AishwaryaGanga/homework.py

## homework.py
# HOMEWORK: Dictionaries
# Read carefully until the end before you start solving the exercises.

# Basic Dictionary

# Create an empty dictionary and then add a few of your friends. Make the key their email (can be fake)
# and the value their name. When you're done, create the same dictionary as a pre-populated dictionary.

friends = {
    "email@1.com" : "Friend1",
    "email@2.com" : "Friend2",
    "email@3.com" : "Friend3"

}
print(friends)

# ----------------------------------------------------------------------------------------------------------------------

# Nested Dictionary

# Create a nested dictionary for a list of 5 company employees.
# The key should be their employee id (an integer from 1-5 will do) and the value should be a dictionary with
# the name, department and salary of the employee.

employees = {
    1: {
        'name': 'Emp1',
        'department': 'dep1',
        'salary': 1000
    },
    2: {
        'name': 'Emp2',
        'department': 'dep2',
        'salary': 2000
    },
    3: {
        'name': 'Emp3',
        'department': 'Dep3',
        'salary': 3000
    },
    4: {
        'name': 'Emp4',
        'department': 'Dep4',
        'salary': 4000
    },
    5: {
        'name': 'Emp5',
        'department': 'Dep5',
        'salary': 5000
    }
}
# ----------------------------------------------------------------------------------------------------------------------

# Accessing Values

# Use the previous nested dictionary and write some print statements that will answer the following:

# - Print a list of the employee IDs
# - Print the employee data for employee with the ID 3.
# - Loop over the employees and print all their names and salaries.

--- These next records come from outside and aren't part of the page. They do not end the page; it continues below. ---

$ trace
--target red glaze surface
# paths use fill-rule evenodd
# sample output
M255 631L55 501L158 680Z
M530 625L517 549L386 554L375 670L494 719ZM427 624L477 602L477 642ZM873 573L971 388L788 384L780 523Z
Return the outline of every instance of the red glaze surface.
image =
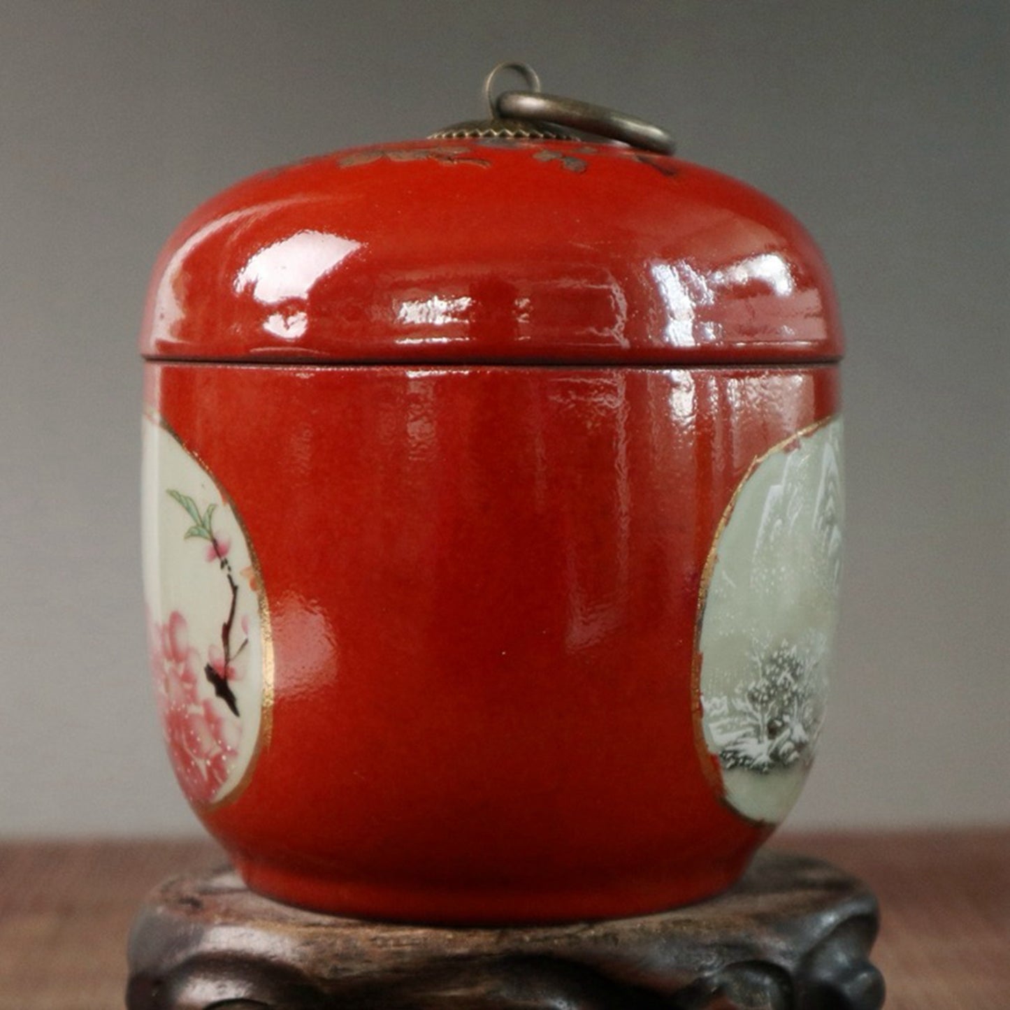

emp_ids = list(employees.keys())
print("Employee IDs:", emp_ids)


emp_id = 3
print(f"Employee Data for ID {emp_id}: {employees[emp_id]}")


for empl_id, data in employees.items():
    print(f"Employee Name: {data['name']}, Salary: ${data['salary']}")
# ----------------------------------------------------------------------------------------------------------------------

# Updating Values

# We have the following dictionary with employee salaries.

salaries = {
    'james' : 10000,
    'tom' : 15000,
    'ryan' : 16000,
    'julia' : 17000
}
for employee in salaries:
    salaries[employee] += 1000

salaries.update({'joseph': 18000})

print(salaries)
# We need to increase everyone's salary by 1,000 and also add a new employee joseph with a salary of 18,000.
# Please come up with a way to do this using update()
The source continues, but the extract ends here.